LabCorp’s Pixel COVID-19 Test Home Collection Kit has been authorized for emergency use by the FDA — the first COVID-19 direct-to-consumer (non-prescription) test system. The test is authorized for individuals 18 and older and allows an individual to self-collect a nasal swab sample at home and then send that sample for testing to LabCorp. Positive or invalid test results are then delivered to the user by phone call from a health care provider. Negative test results are delivered via email or online portal.
This home sample collection kit can be purchased online or in a store without a prescription. It is intended to enable users to access information about their COVID-19 infection status that could aid with determining if self-isolation (quarantine) is appropriate and to assist with health care decisions after discussion with a healthcare professional.
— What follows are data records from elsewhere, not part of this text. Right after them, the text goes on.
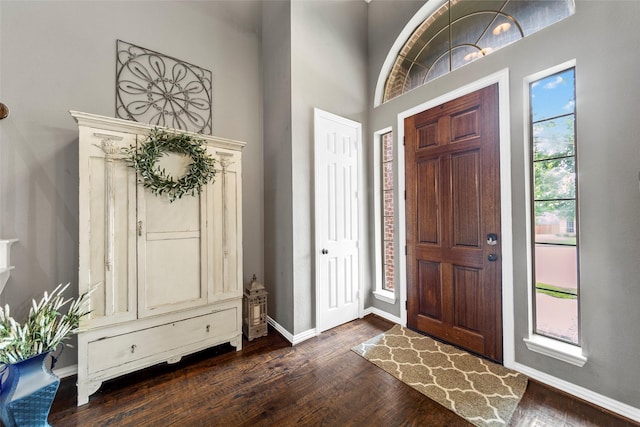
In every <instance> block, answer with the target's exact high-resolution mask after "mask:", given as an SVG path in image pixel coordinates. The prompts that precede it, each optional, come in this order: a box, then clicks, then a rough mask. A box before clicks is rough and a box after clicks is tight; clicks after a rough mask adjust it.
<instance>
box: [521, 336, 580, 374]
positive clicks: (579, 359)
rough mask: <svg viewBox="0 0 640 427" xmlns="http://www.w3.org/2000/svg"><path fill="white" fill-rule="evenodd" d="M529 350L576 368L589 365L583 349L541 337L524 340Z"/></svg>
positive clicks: (578, 347) (559, 341) (561, 342)
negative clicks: (557, 359) (577, 366)
mask: <svg viewBox="0 0 640 427" xmlns="http://www.w3.org/2000/svg"><path fill="white" fill-rule="evenodd" d="M523 341H524V343H525V344H526V345H527V348H528V349H529V350H531V351H533V352H536V353H540V354H544V355H545V356H549V357H553V358H554V359H558V360H562V361H563V362H566V363H570V364H572V365H575V366H579V367H582V366H584V364H585V363H587V358H586V357H585V356H584V355H583V354H582V347H577V346H575V345H571V344H567V343H564V342H561V341H557V340H554V339H551V338H547V337H543V336H540V335H532V336H531V337H530V338H524V339H523Z"/></svg>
“With the first over-the-counter at-home collection kit ever authorized by the FDA for COVID-19, we are empowering people to learn about their health and make confident decisions,” said Dr Brian Caveney, chief medical officer and president of LabCorp Diagnostics. “With this authorization, we can help more people get tested, reduce the spread of the virus and improve the health of our communities.”
Upon purchase, users register their Pixel by LabCorp COVID-19 collection kit at the Pixel by LabCorp website and follow the instructions included. Test results are securely delivered to the consumer via the Pixel by LabCorp portal. A healthcare provider will counsel consumers who test positive to assist with healthcare treatment and actions. The Pixel by LabCorp COVID-19 collection kit is not a substitute for visits to a healthcare professional and is for use in adults 18 and older.
In April, the Pixel was the first COVID-19 RT-PCR Test authorized to process home-collected samples from patients, with a prescription needed. The new FDA authorization allows the test without prescription.
“This is the first kit for consumers to self-collect a nasal sample for COVID-19 in their home that does not require a prescription,” said Jeff Shuren, MD, JD, director of FDA’s Center for Devices and Radiological Health. “While many home collection kits can be prescribed with a simple online questionnaire, this newly authorized direct-to-consumer collection kit removes that step from the process, allowing anyone to collect their sample and send it to the lab for processing.”